流石に無理がある見られ方をされているのだろう。もしかしたら群青の少女にも気付かれていたのではないだろうか? と彼は考え、表情を険しくしていると。
「負けて悔しいのは分かるけどよ、そんな露骨に張り付いてたら逆に怪しいぞ」
「……張り付いてねえ」
「じゃあ何してんだよ」
フリントは一瞬だけ言葉に詰まる。
説明できるはずがない。三度目の世界だとか、決勝の前日にシエラクロスが死ぬ未来を見たとか、そんな話をまともに受け取る人間はいないだろう。
「……考え事だ」
「は?」
レオンは怪訝な顔をする。それはそれはかなり失礼そうに。
「お前が?」
「うるせえ」
「いや、だってよ」
込み上げてきた笑いを抑えきれずに少年は言う。
「いつもは拳で解決するタイプだろお前」
フリントは肩を振り払う。
そうだ。いつも難しい事は考えずに彼は真っ直ぐ単純に取り組む人種である。ある意味的確な意見だろう。
しかし——。
「今日は違う」
「何が」
「……色々だ」
曖昧に返す。状況整理が終わってようやく少し落ち着いたが、抱えている問題は簡単ではない。必要ならば頭だって使う
レオンは少しの間フリントの顔を見ていたが、やがて肩をすくめた。
「まあいいけどよ。あんま変なことすんなよ。オルタがさっきからお前のこと変な目で見てたぞ」
その名前が出た瞬間、フリントは今度は小さく舌打ちした。
嫌な予感がする。
「……もう見てる」
レオンが顎で示した先、講義棟の柱にもたれるようにして赤い短髪の少女が立っていた。腕を組み、こちらをじっと見ている。
オルタディナだった。
視線が合い数秒、何も言わずに見つめ合う。
そして溜め息をしながら彼女はゆっくりと近づいてきた。
「……何してるの?」
第一声がそれだった。
金髪の少年はぶっきらぼうに返答する。
「別に」
「嘘ね」
即答だった。
銀灰の瞳ではない。だが、それに近い鋭さを持つ山吹色の視線がフリントの顔を観察する。
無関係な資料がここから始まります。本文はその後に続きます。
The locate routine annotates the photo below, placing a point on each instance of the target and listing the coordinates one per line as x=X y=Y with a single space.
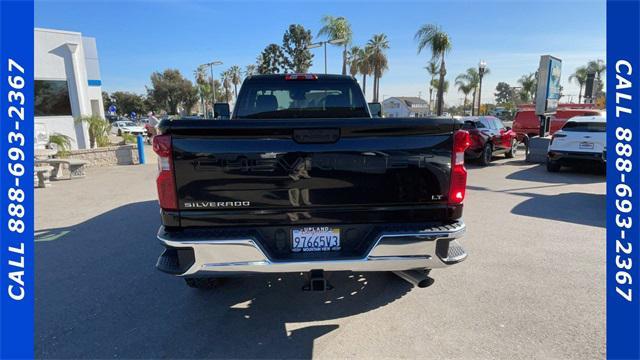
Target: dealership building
x=67 y=85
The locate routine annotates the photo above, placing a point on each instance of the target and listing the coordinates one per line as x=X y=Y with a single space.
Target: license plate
x=315 y=239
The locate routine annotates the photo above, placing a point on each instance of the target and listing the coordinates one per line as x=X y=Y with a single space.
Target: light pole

「さっきから同じ場所で立ち止まってる。視線の先もほとんど同じ。しかも動き方が妙に不自然」
具体的に淡々とした口調で言う。
その結論は——。
「観察してる人の動きよ、それ」
レオンが吹き出した。
「ほらな」
「うるさい」
バツが悪そうにフリントは顔をしかめる。
オルタディナは少しだけ首を傾けた。
「何を調べてるの?」
「何も」
「それも嘘でしょ」
即座に否定される。もはや逃げ場はない。
フリントは一瞬言葉を失い、それから小さく息を吐いた。
「……お前、面倒くせえな」
「よく言われる」
平然と返す彼女の姿勢に彼は呆れる。
沈黙が落ち、オルタディナはしばらくフリントを観察していたが、やがて肩をすくめた。
「まあいいわ」
「ここまで詰めといて聞かねえのかよ」
「だって言わないでしょ」
「……」
「でも」
赤い短髪の少女は視線を横へ向けた。中庭の向こう、先ほどシエラが歩いていた方向。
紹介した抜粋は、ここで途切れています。